The simultaneous adjustment for the 14 genera did not, per se, explain the dog‐associated associations with the health outcomes, but rather fortified these associations, except for healthy weeks, for which the effect remained unchanged (Table S3).
Due to the co‐occurrence of the genera, we checked whether dog‐associated genera together could explain more of the health benefits of dog keeping than the single genera, and thus, we used two methods: (1) correlation‐based network analyses and (2) summing up the selected genera. The first method distinguished two groups of three bacterial genera (Figure S2). When the first group (A), which included Collinsella, Ruminococcus candidate group, and Sutterella, was adjusted in the model simultaneously with their interaction terms, they explained 2%–25% of the inverse association between the dog and respiratory infections (Table 2). However, the second group (B) (Lampropedia, Pasteurella, and Conchiformibius) did not explain the association but rather strengthened the protective effect of the dog. In the second method, the relative abundances of 2–7 genera, which were significantly (Trend test p < .1) associated with a health outcome when dog keeping was not taken into account, were summed up (Table S4).
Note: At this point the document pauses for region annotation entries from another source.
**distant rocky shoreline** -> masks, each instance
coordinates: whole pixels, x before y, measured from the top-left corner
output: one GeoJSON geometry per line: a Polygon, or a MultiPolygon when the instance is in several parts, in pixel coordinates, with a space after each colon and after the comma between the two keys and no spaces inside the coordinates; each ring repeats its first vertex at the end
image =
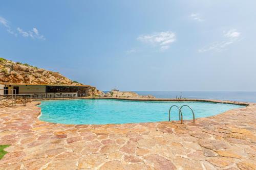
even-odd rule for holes
{"type": "Polygon", "coordinates": [[[145,99],[155,99],[156,98],[152,95],[142,95],[132,91],[122,91],[116,89],[112,90],[106,93],[101,91],[98,95],[100,97],[113,97],[113,98],[145,98],[145,99]]]}

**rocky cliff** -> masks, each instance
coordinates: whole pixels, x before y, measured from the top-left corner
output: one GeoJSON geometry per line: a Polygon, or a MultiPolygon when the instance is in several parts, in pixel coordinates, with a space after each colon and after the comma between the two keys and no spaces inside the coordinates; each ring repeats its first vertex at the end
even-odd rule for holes
{"type": "Polygon", "coordinates": [[[14,62],[0,58],[0,82],[81,84],[66,78],[57,72],[14,62]]]}

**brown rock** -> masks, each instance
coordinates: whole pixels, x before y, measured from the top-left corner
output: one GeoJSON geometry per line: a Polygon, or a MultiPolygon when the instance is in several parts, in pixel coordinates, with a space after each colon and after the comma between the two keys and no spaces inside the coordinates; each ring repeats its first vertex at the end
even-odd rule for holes
{"type": "Polygon", "coordinates": [[[106,160],[104,155],[93,154],[81,158],[78,163],[79,168],[95,168],[106,160]]]}
{"type": "Polygon", "coordinates": [[[220,167],[224,167],[230,165],[234,162],[234,160],[232,158],[221,156],[207,158],[206,160],[212,164],[220,167]]]}
{"type": "Polygon", "coordinates": [[[220,156],[225,157],[240,159],[242,157],[233,151],[217,151],[216,152],[220,156]]]}
{"type": "Polygon", "coordinates": [[[124,170],[123,165],[120,161],[114,160],[106,162],[101,166],[100,170],[124,170]]]}
{"type": "Polygon", "coordinates": [[[230,148],[227,142],[221,140],[200,139],[198,143],[201,147],[210,149],[221,150],[230,148]]]}
{"type": "Polygon", "coordinates": [[[145,156],[150,153],[150,150],[146,149],[138,148],[136,150],[136,155],[138,156],[145,156]]]}
{"type": "Polygon", "coordinates": [[[250,161],[242,161],[237,164],[238,167],[241,170],[255,170],[256,164],[250,161]]]}
{"type": "Polygon", "coordinates": [[[131,163],[143,162],[143,161],[133,155],[125,155],[124,160],[131,163]]]}
{"type": "Polygon", "coordinates": [[[172,161],[158,155],[150,155],[144,157],[146,161],[155,167],[156,169],[176,169],[172,161]]]}
{"type": "Polygon", "coordinates": [[[174,163],[177,167],[186,170],[203,169],[200,161],[191,160],[178,156],[174,160],[174,163]]]}
{"type": "Polygon", "coordinates": [[[72,137],[67,139],[67,142],[68,143],[71,143],[80,141],[81,139],[82,139],[80,136],[72,137]]]}
{"type": "Polygon", "coordinates": [[[118,144],[106,144],[100,149],[100,153],[106,154],[118,151],[119,145],[118,144]]]}

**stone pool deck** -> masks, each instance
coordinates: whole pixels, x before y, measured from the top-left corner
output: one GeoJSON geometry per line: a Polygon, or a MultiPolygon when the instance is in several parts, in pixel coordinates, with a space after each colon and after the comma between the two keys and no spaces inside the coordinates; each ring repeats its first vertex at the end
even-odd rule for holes
{"type": "Polygon", "coordinates": [[[68,125],[39,120],[38,103],[0,109],[0,169],[256,169],[256,105],[183,125],[68,125]]]}

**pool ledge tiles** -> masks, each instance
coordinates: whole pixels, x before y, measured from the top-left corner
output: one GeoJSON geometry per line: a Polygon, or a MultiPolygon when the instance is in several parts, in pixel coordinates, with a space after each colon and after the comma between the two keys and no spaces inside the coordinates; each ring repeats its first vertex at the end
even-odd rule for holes
{"type": "Polygon", "coordinates": [[[67,125],[0,109],[0,169],[255,169],[256,106],[185,121],[67,125]]]}

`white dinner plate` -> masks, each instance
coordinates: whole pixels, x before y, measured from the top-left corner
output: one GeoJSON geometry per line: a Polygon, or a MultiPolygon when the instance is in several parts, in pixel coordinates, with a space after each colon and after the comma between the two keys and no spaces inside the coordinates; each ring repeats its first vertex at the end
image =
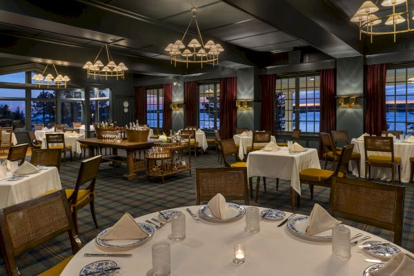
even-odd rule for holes
{"type": "Polygon", "coordinates": [[[203,219],[212,222],[233,222],[240,219],[244,215],[246,209],[244,207],[235,204],[234,203],[228,203],[228,210],[226,217],[222,219],[215,217],[211,213],[208,205],[206,205],[199,210],[199,217],[203,219]]]}
{"type": "Polygon", "coordinates": [[[332,229],[313,235],[306,233],[306,228],[308,226],[309,217],[303,215],[290,219],[287,224],[289,233],[301,239],[317,242],[331,242],[332,241],[332,229]]]}
{"type": "Polygon", "coordinates": [[[139,223],[139,227],[144,231],[146,232],[148,234],[148,237],[146,237],[143,239],[116,239],[116,240],[104,240],[101,239],[100,237],[105,234],[110,228],[106,228],[102,232],[101,232],[97,237],[95,238],[95,241],[97,245],[103,247],[106,249],[114,250],[125,250],[134,248],[137,247],[142,244],[149,241],[152,236],[154,235],[154,233],[155,230],[149,224],[141,224],[139,223]]]}

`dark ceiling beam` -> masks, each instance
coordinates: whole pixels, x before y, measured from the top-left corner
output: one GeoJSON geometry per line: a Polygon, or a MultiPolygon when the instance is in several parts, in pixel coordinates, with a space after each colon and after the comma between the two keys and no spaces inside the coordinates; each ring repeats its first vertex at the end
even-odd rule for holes
{"type": "Polygon", "coordinates": [[[355,30],[356,26],[345,20],[344,13],[329,1],[224,1],[333,57],[362,55],[357,28],[355,30]]]}
{"type": "MultiPolygon", "coordinates": [[[[108,5],[95,1],[61,1],[51,4],[49,1],[14,0],[0,1],[0,21],[17,26],[37,26],[39,30],[48,30],[54,22],[66,26],[90,30],[113,36],[123,37],[131,41],[145,41],[146,45],[166,47],[171,41],[181,39],[184,30],[176,26],[161,23],[135,12],[122,14],[121,9],[109,9],[108,5]],[[90,3],[90,4],[86,4],[90,3]],[[62,6],[68,7],[64,11],[62,6]],[[73,14],[66,14],[69,9],[73,14]]],[[[188,19],[190,20],[190,18],[188,19]]],[[[61,34],[64,34],[64,29],[61,34]]],[[[206,35],[205,39],[219,39],[206,35]]],[[[257,53],[249,49],[220,41],[226,49],[221,55],[221,60],[246,66],[254,66],[255,59],[266,59],[266,53],[257,53]],[[255,56],[252,59],[251,57],[255,56]]],[[[160,54],[164,54],[162,52],[160,54]]]]}
{"type": "MultiPolygon", "coordinates": [[[[79,68],[87,61],[92,61],[97,54],[96,49],[86,47],[0,34],[0,57],[38,63],[53,61],[79,68]]],[[[169,61],[112,54],[114,59],[122,61],[131,72],[157,75],[182,75],[185,72],[184,66],[174,67],[169,61]]]]}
The sums of selected genera were for ‘healthy weeks’ Clostridium, Collinsella, Eubacterium candidate group, Helicobacter, Megamonas, Pasteurella, and Ruminococcus candidate group; for the ‘antibiotic treatment weeks’ Collinsella and Pasteurella; and for the ‘weeks of fever’ Collinsella, Pasteurella, Ruminococcus candidate group, and Udeniomyces. Only Collinsella genus was significantly associated with otitis and thus, the sum variable was not created. The sum variables were significantly associated with given outcomes (Table S4) and similar tendency (p ≤ .10) were seen when dog keeping was taken account (Table S5). The sum variables did not explain more the effect between dog keeping and health benefits than the single genera did: the sum of selected genera for healthy, for antibiotic treatment, and for fever weeks explained 21%, 17%, and 15%, respectively.
TABLE 2.
Effect of two groups of three correlated bacterial genera—identified via correlation‐based network analyses (Spearman correlation ≥0.5)—on the dog‐associated reduction in respiratory infections.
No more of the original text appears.